Sternberg said that he felt his former industry was cutting staff too deeply in 2023, during what was a "really challenging year" for the business.
"I worry they have started to erode their culture," he said, adding that some firms also pulled back on benefits.
A recent post on Reddit from someone who wrote that they work for a Big Four consulting firm in London said one reason people might be tempted to give up on the industry is that remote work can make it harder to connect with colleagues — the main thing that made the job bearable, the poster said.
"Constantly tapping away from in front of my screen on my kitchen table in a shared flat is more depressing than 1,000 cringe pizza parties," the person wrote.

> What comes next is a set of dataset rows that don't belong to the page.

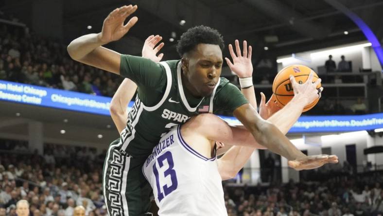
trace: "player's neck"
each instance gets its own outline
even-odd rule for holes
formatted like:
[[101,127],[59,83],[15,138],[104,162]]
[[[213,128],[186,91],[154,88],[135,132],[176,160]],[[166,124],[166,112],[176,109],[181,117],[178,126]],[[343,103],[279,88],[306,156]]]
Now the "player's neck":
[[187,78],[184,75],[184,73],[181,73],[181,80],[182,82],[182,87],[184,89],[185,96],[187,97],[192,97],[195,99],[201,99],[203,97],[197,94],[197,91],[193,86],[190,84]]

A cutback in perks like flights to client offices and expensed dinners also makes the work less attractive.
Consulting is not the launching pad it used to be
Consulting hasn't lost its allure for everyone, of course.
That's clear from the number of applications the big firms receive. A McKinsey spokesperson told BI in July that the firm plans to hire fewer than 1% of those who apply. The company gets about 1 million résumés each year.
Ernst & Young received over 4 million applications in the past year and hired about 140,000 people, Irmgard Naudin ten Cate, EY's global talent attraction and acquisition leader, told BI in July.
Yet even as many people try to add a big-name firm to their résumé, some outside the industry are these days less interested in attracting erstwhile consultants.
Atli Thorkelsson, who helps startups recruit at the venture capital firm Redpoint Ventures, told BI that founders often looked to people with a consulting background for generalist roles, such as a chief of staff or someone who could be a sounding board for a startup CEO who might have a good idea but not a lot of business experience.
But lately, Thorkelsson said, he's seeing "less excitement" from founders about workers who have consulting on their résumé than there had been around 2017 to 2018.
Even as the industry's pull fades, giving up a lucrative job that can be tough to land isn't necessarily easy. "When I was transitioning out of consulting, consulting was actually still all the rage. It's like high prestige, high pay," the former Accenture consultant said. "That part was scary, to be honest."